According to an Iowa City Police Oct. 28, 2011, Incident Report obtained by the Press-Citizen in an open records request, an unnamed woman reported to police at 4:53 a.m. that she was assaulted by Coker. The assault allegedly occurred between 1:15 and 1:30 a.m. at Coker’s residence at 618 Iowa Ave. An incident synopsis notes the responding officer was called to the University of Iowa Hospitals and Clinics for a sexual assault.
Iowa City Police Lt. Doug Hart, head of the department’s investigations unit, told the Press-Citizen on Friday that Coker was investigated for an assault, but the Johnson County Attorney’s Office ultimately decided not to prosecute. Hart said the alleged victim did not wish to go forward with the case.
On Wednesday, Iowa City Police Sgt. Denise Brotherton said the department conducted a “thorough investigation” that concluded Jan. 3. The case could be reopened within five years, Brotherton said, but noted that without the alleged victim’s involvement, there was little the police department could do.
“There’s nothing more for us to do until something else changes,” she said. “Everything just kind of stopped. We can’t have a sexual assault investigation without the victim.”
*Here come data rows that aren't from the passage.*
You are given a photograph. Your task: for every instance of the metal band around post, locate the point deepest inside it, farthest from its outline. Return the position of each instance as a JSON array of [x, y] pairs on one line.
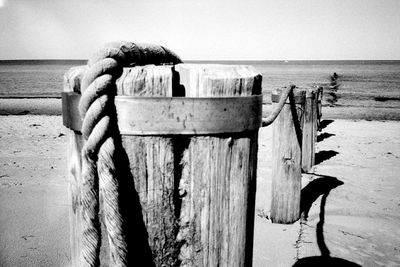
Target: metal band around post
[[176, 115], [298, 99]]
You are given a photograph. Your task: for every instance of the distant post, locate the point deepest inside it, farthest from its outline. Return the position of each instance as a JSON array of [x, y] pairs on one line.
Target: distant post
[[309, 130], [286, 159], [320, 92]]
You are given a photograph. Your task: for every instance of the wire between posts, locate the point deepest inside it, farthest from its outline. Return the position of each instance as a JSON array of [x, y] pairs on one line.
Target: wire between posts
[[284, 96]]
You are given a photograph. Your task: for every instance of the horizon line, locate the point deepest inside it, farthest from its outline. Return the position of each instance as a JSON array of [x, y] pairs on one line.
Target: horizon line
[[207, 60]]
Brotherton said the case was submitted to the county attorney’s office at the end of November. She said that typically, the county attorney’s office takes a week to review the case before discussing it further with police.
Janet Lyness said Wednesday she was not asked to make the determination about whether to pursue prosecution because the victim did not want to go forward with the case. While the county attorney’s office could prosecute without the alleged victim’s approval, Lyness said her office defers to the victim when appropriate.
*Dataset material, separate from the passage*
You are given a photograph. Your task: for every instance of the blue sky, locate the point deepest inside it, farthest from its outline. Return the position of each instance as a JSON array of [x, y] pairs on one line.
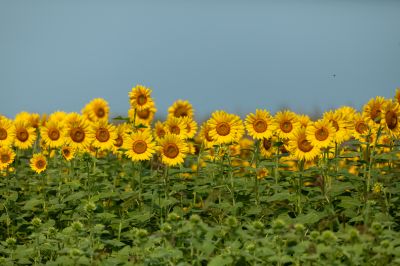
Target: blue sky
[[230, 55]]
“We will try to honor the victim’s wishes in sex abuse cases,” Lyness said.
Lyness did say she approved the Iowa City Police Department’s request to allow UI officials an opportunity to review their investigative reports. Lyness said when an agency such as the University of Iowa is conducting its own internal investigation into a matter that could involve criminal charges, it will sometimes ask to review investigative reports. At that point, the investigating department will request permission to allow that agency to review those documents.
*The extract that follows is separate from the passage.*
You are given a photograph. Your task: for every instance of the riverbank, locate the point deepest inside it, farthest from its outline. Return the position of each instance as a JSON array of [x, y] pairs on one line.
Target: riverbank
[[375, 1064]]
Lyness said the request from the university to review the police department’s documents related to the Coker investigation came sometime in late November. Lyness said she doesn’t remember what UI office asked to see the investigative reports nor did she keep any record of that request.
“To be honest, I don’t remember which office,” Lyness said. “I just don’t know.”
Lyness speculated the office was either the Office of Equal Opportunity and Diversity or a university office that works with EOD. She said she doesn’t know if it was the athletic department that requested to see the documents.
Coker has not publicly commented on his suspension or his reason for leaving the university. His attorney, Leon Spies, said Wednesday that Coker will continue not to discuss his departure.
“I think his wishes are to focus on his family and the big changes that are coming up in his academic and personal life,” Spies said. “I think he’d prefer to be with himself and his family.”
Spies — who represented former UI football players Cedric Everson and Abe Satterfield in past sexual assault cases — declined to comment on remarks that Coker made on his Facebook page indicating he was punished for something he didn’t do. Spies also said he was “honor-bound” to not discuss Coker’s suspension.
“There’s not a lot I can tell you,” he said. “(Coker’s) mission is to continue to strive to be the best student and teammate and citizen he can be. He’ll strive for those goals somewhere other than Iowa City.”
The university has been under close scrutiny before for how it has handled alleged sexual assault cases, particularly in the athletic department. The handling of the case of Everson and Satterfield ultimately led to the firing of two University of Iowa vice presidents and an overhaul of university policy surrounding such cases.